Bryce Harper has lived up to the enormous expectations of being a sports prodigy ever since he donned the cover of Sports Illustrated in 2009, crowned as baseball's LeBron. He was a 16-year old who could hit the ball 500 feet and was touted as more advanced than Alex Rodriguez or Ken Griffey Jr.
His career has been filled with a lot of ups, some downs, but ultimately he's reached the type of accomplishments you'd expect of a generational talent.
He won the Golden Spikes Award in 2010, given to the top amateur baseball player in the country. He became the first position player to win Rookie of the Year as a teenager and three years later became the youngest MVP winner in MLB history (22), before adding another in 2021. In 2019, he signed the largest contract (13-year/$330M) in major North American Sports history (at the time), leaving the Nationals for the divisional-rival Phillies.
The only thing that hasn't come ahead of schedule is postseason success. The pressure only ramped up after the Nationals won the World Series in Cinderella fashion in 2019, the season after Harper left, with the help of their new phenom, Juan Soto.
Harper entered 2022 without a playoff series win under his belt but all that pressure evaporated about as quickly as Harper's Pennant-clinching home run left the ballpark on Sunday. It's the biggest swing of his life to this point and will be one of the game's iconic home runs.
His legend is now secured, but what lies in front of him is something no one has accomplished in baseball history. He can become the first number one overall pick in MLB history to win a Rookie of the Year award, MVP and championship.
The MLB amateur draft began in 1965, and number-one picks include names like Ken Griffey Jr., Alex Rodriguez, Chipper Jones, Darryl Strawberry and Stephen Strasburg. None of them did this.
Strawberry was very close, winning NL Rookie of the Year in 1983, a World Series title with the 1986 Mets, before finishing runner-up in the 1988 NL MVP vote behind Kirk Gibson. In a lot of ways, he had a better statistical profile than Gibson that year too.
Chipper also just missed this feat. He finished runner-up in the NL Rookie of the Year vote in 1995 behind rookie sensation Hideo Nomo. He won a World Series ring that year and won NL MVP in 1999. Kris Bryant and Justin Verlander also just missed the club.

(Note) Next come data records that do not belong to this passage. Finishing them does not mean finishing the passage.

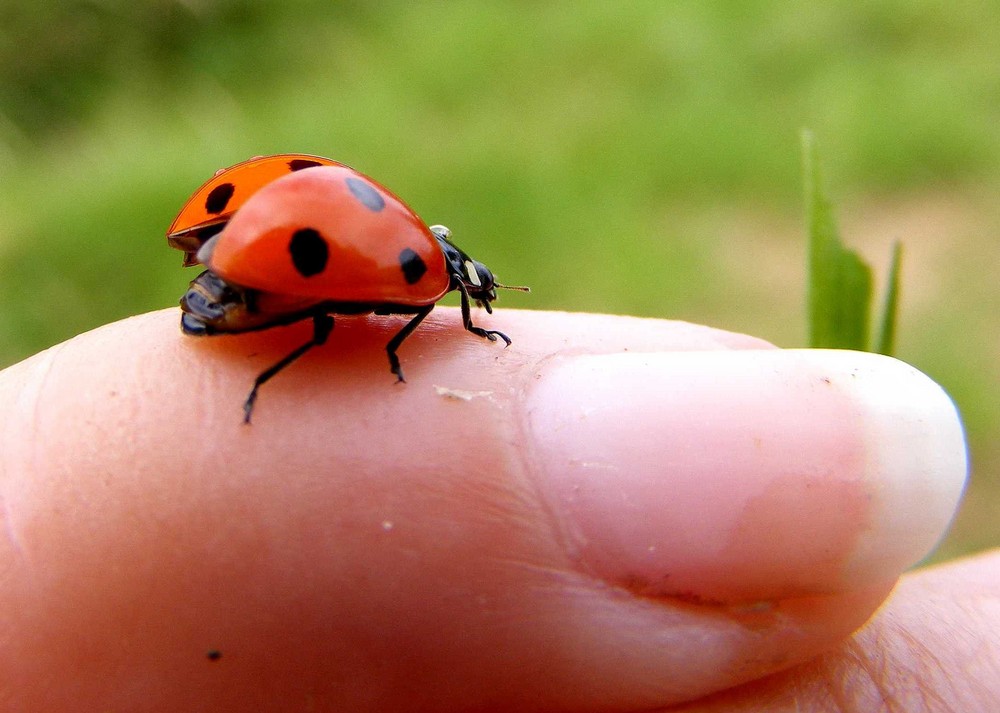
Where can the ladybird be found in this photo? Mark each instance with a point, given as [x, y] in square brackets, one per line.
[295, 237]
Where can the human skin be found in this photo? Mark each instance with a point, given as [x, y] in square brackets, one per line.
[612, 514]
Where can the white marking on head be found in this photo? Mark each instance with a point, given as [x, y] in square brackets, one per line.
[473, 275]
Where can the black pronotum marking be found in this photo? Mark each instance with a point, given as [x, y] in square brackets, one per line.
[413, 266]
[309, 252]
[297, 164]
[218, 199]
[364, 192]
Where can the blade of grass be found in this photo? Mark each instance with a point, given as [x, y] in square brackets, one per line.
[840, 283]
[886, 343]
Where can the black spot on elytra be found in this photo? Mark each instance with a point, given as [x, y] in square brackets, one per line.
[366, 193]
[297, 164]
[218, 199]
[413, 266]
[309, 252]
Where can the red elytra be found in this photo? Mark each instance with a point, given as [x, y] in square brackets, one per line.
[331, 234]
[316, 241]
[210, 207]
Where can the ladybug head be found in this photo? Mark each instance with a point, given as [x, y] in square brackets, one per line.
[472, 274]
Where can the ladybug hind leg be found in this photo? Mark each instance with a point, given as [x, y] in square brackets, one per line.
[490, 334]
[322, 326]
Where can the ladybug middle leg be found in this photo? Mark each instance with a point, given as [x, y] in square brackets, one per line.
[322, 326]
[394, 343]
[490, 334]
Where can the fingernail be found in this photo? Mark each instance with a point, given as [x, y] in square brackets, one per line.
[747, 474]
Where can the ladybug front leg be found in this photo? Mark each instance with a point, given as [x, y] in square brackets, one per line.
[322, 326]
[394, 343]
[490, 334]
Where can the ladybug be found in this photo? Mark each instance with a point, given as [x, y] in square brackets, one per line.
[293, 237]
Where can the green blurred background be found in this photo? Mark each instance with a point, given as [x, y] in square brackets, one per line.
[638, 157]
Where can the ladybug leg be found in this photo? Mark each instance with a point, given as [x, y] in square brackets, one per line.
[490, 334]
[322, 326]
[394, 343]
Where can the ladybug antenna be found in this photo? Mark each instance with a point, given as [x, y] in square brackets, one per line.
[519, 288]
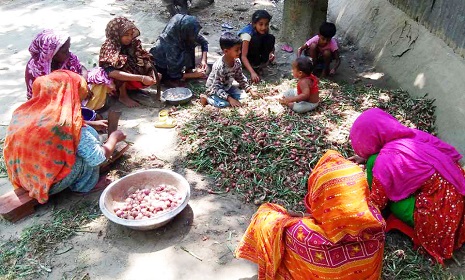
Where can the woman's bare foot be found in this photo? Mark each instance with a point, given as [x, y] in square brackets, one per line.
[127, 101]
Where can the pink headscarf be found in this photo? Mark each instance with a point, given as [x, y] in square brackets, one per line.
[407, 157]
[43, 48]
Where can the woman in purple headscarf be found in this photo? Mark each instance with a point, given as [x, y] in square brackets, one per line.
[418, 176]
[49, 52]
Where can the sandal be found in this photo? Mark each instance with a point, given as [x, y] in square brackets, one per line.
[115, 156]
[164, 121]
[227, 26]
[287, 48]
[168, 123]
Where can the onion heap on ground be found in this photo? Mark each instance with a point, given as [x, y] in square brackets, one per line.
[265, 152]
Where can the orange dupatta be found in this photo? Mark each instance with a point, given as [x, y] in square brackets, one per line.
[343, 240]
[44, 132]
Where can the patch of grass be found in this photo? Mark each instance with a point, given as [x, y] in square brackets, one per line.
[3, 172]
[402, 262]
[264, 152]
[26, 257]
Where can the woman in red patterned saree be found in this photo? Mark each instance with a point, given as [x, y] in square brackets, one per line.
[342, 238]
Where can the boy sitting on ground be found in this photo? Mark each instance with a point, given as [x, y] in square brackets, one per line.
[306, 97]
[220, 91]
[323, 49]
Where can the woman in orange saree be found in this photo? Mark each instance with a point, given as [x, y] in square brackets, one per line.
[48, 147]
[341, 238]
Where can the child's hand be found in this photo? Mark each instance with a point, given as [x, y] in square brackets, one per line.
[271, 57]
[198, 73]
[148, 81]
[283, 101]
[203, 66]
[255, 94]
[254, 77]
[234, 103]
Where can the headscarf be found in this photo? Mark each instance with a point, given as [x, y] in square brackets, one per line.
[175, 46]
[43, 48]
[135, 60]
[182, 30]
[44, 132]
[407, 157]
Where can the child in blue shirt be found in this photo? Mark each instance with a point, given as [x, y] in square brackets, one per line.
[257, 43]
[220, 90]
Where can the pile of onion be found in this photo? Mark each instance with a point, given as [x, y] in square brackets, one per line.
[148, 202]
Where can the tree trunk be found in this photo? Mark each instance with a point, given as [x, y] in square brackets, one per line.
[301, 20]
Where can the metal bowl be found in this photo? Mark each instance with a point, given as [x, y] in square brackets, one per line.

Both won Rookie of the Year, MVP and a ring but were drafted second overall.
It's most common in basketball, where prospects' games have translated the best to the pros, and where the best players have a greater chance to influence championships.
No. 1 picks to win Rookie of the Year, MVP and championship
WNBA: Six players
- A'ja Wilson
- Breanna Stewart
- Nneka Ogwumike
- Maya Moore
- Candace Parker
- Diana Taurasi
Six have accomplished this in the WNBA, which dates back to 1997. A'ja Wilson most recently joined a club that includes Breanna Stewart, Nneka Ogwumike, Maya Moore, Candace Parker and Diana Taurasi.
NBA: Five players
- LeBron James
- Tim Duncan
- Shaquille O'Neal
- David Robinson
- Kareem Abdul-Jabbar
It's happened five times during the NBA's common draft era (since 1966), most recently by fellow prodigy LeBron James. Tim Duncan, Shaquille O'Neal, David Robinson and Kareem Abdul-Jabbar, four of the greatest big men in league history, also did it.
NHL: Three players
- Alex Ovechkin
- Patrick Kane
- Mario Lemieux
Three players have turned the trick in the NHL since their first amateur draft in 1963.
NFL: Zero players
Surprisingly this has never happened in the NFL, despite the number of all-time great QBs drafted with the top selection like Terry Bradshaw, John Elway, Troy Aikman and Peyton Manning. Cam Newton is one of the closest. He won the 2011 Offensive Rookie of the Year Award and 2015 NFL MVP before losing in Super Bowl 50. Lawrence Taylor and Marshall Faulk checked off all the boxes, except they were the second overall picks in their respective drafts.
MLS & NWSL: Zero players
This has yet to happen in the 26-year history of the MLS or 9-year history of the NWSL. There haven't been any close calls either. Landon Donovan is a perfect example of why. He is considered the greatest MLS player of all-time, but was never drafted since he broke into the league after being loaned to the San Jose Earthquakes from the Bundesliga.
Harper's feat in baseball might be the most impressive though, outside of an athlete accomplishing this in soccer. You see more draft picks fail in baseball compared with most sports due to the challenges of developing prospects. Plus, winning a title in baseball is probably less dependent on one person than any other sport. Just look at Mike Trout (and now Shohei Ohtani). A position player in baseball has fewer opportunities (and swings) to directly influence the outcome of a game.
Harper made the most of his swings on Sunday and now baseball's "Chosen One" stands four wins away from a prophecy fulfilled.